I didn't see those questions, I guess they've been deleted. But I can confirm, as odd as it sounds, a student doing a thesis would ask them ahah. Maybe he's really a student but didn't write a good survey, it's not easy.


----------



## Enthusiast (Mar 5, 2016)

I was forced to make selections among things I would never choose!


----------



## progmatist (Apr 3, 2021)

Rogerx said:


> What had you done with no internet? In the good old days hè .


I remember when we actually had to know things. We couldn't ask Mr/Dr Google.


----------



## MatthewWeflen (Jan 24, 2019)

Look, I like Brilliant Classics as much as the next guy. Probably quite a bit moreso. But this seemed quite a bit like marketing research for Brilliant Classics, and I find the subterfuge of the OP offensive.

If you're doing research for Brillaint Classics, just say so. I bet you'd get as much if not more support here.


----------



## Amadea (Apr 15, 2021)

progmatist said:


> I remember when we actually had to know things. We couldn't ask Mr/Dr Google.


How offensive. I inform you college students like me still have to know things, maybe even more things than you had to because we need to know many technologies, new disciplines and old ones which evolved considerably. A student doing a thesis on habits of users online (many students who work with technology do this type of thesis for future jobs) needs statistics if a study on the subject has not been done already. He obtains statistics with surveys. Like in you times. Surprising, right?

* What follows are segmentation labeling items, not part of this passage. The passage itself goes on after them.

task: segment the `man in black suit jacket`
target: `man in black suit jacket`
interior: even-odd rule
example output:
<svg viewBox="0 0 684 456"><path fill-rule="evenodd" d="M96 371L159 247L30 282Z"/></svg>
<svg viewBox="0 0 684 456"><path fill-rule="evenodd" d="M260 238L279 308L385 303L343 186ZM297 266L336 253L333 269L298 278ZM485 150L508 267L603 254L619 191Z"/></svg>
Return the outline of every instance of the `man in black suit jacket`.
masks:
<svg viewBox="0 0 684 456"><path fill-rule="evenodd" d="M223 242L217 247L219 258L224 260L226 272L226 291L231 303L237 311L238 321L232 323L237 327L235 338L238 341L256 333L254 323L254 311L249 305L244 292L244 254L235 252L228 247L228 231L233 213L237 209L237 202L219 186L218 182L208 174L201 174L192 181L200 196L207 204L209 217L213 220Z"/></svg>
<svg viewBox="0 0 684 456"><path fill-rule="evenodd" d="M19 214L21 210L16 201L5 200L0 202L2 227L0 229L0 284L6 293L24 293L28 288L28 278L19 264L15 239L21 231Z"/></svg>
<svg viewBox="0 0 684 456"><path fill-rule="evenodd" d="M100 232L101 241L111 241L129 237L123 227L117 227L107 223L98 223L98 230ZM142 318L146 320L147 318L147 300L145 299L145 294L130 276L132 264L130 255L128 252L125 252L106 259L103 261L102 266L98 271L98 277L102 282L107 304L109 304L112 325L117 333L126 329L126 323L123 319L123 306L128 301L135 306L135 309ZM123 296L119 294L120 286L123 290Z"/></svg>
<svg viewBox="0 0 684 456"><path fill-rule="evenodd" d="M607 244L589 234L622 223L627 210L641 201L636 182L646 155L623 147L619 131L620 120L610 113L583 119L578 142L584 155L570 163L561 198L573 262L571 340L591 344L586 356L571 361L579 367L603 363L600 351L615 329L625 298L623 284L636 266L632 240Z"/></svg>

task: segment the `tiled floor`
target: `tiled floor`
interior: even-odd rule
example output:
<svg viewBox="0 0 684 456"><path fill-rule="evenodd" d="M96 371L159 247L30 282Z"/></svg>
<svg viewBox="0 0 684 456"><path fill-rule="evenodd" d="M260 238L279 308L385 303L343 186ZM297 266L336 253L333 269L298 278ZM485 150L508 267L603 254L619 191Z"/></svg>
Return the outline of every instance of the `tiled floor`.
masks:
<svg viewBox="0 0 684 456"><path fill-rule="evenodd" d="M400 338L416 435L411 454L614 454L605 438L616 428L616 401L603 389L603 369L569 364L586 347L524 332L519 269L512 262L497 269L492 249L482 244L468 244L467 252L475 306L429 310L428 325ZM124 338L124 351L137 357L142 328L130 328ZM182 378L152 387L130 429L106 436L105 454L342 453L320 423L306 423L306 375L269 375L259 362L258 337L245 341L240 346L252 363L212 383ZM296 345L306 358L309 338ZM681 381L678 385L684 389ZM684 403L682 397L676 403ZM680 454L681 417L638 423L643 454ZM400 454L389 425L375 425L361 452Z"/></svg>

In your times you used paper, but you obtain more statistics with the use of technology. You use technology yourself, so I don't get why we shouldn't. We use internet (AND books too, by the way...), you checked facts using just books, how is that different? Well, there's difference for us to be precise: we have more sources with more informations, more informations mean more work to elaborate them. Not to mention the fact we need to check all sources. I inform you that if someone copies, he gets busted because there are softwares that check everything written in the thesis (also, a professor can clearly understand when a student copied). You surely didn't think Google could write a thesis for us, did you? Did you think we could just copy and paste from Wikipedia...? (Which is not even reliable ...). Do you think we can avoid studying? What happens when (if) we find a job? Do you think that a young doctor uses the smartphone to check facts when doing his job...? That he has the time? That he didn't have to study? That he can avoid studies thanks to internet, check google everytime he needs to know facts to do his job, wasting time, doing his job badly, with the risk to be fired and lose a job in this economic situation? Do you seriously think we are that lazy and stupid? Please, think about the things you write... "Oh, the good old times, when we had to travel dangerous lands to go to Plato and listen to him in order to know things, now these kids just need to own a book and not know things because they have them written down."


----------



## progmatist (Apr 3, 2021)

Amadea said:


> How offensive. I inform you college students like me still have to know things, maybe even more things than you had to because we need to know many technologies, new disciplines and old ones which evolved considerably. A student doing a thesis on habits of users online (many students who work with technology do this type of thesis for future jobs) needs statistics if a study on the subject has not been done already. He obtains statistics with surveys. Like in you times. Surprising, right? In your times you used paper, but you obtain more statistics with the use of technology. You use technology yourself, so I don't get why we shouldn't. We use internet (AND books too, by the way...), you checked facts using just books, how is that different? Well, there's difference for us to be precise: we have more sources with more informations, more informations mean more work to elaborate them. Not to mention the fact we need to check all sources. I inform you that if someone copies, he gets busted because there are softwares that check everything written in the thesis (also, a professor can clearly understand when a student copied). You surely didn't think Google could write a thesis for us, did you? Did you think we could just copy and paste from Wikipedia...? (Which is not even reliable ...). Do you think we can avoid studying? What happens when (if) we find a job? Do you think that a young doctor uses the smartphone to check facts when doing his job...? That he has the time? That he didn't have to study? That he can avoid studies thanks to internet, check google everytime he needs to know facts to do his job, wasting time, doing his job badly, with the risk to be fired and lose a job in this economic situation? Do you seriously think we are that lazy and stupid? Please, think about the things you write... "Oh, the good old times, when we had to travel dangerous lands to go to Plato and listen to him in order to know things, now these kids just need to own a book and not know things because they have them written down."


I was speaking tongue in cheek in general, myself included. Not at a collegiate level. Just as a random example, back in the day I used to take pride in knowing the greater Phoenix area like the back of my hand. Now I, like most everyone else prefer simply looking up an address on google maps.


----------



## Enthusiast (Mar 5, 2016)

^ It is interesting (to me at least) that the knowledge a teenager and young adult has these days and the sophistication of their understanding of it make the young me (looking back 40+ years) seem so naive and ignorant. I guess that is the www for you, too. But I do wonder if I would swap. I enjoyed by ignorant wonder and lack of sophistication!


----------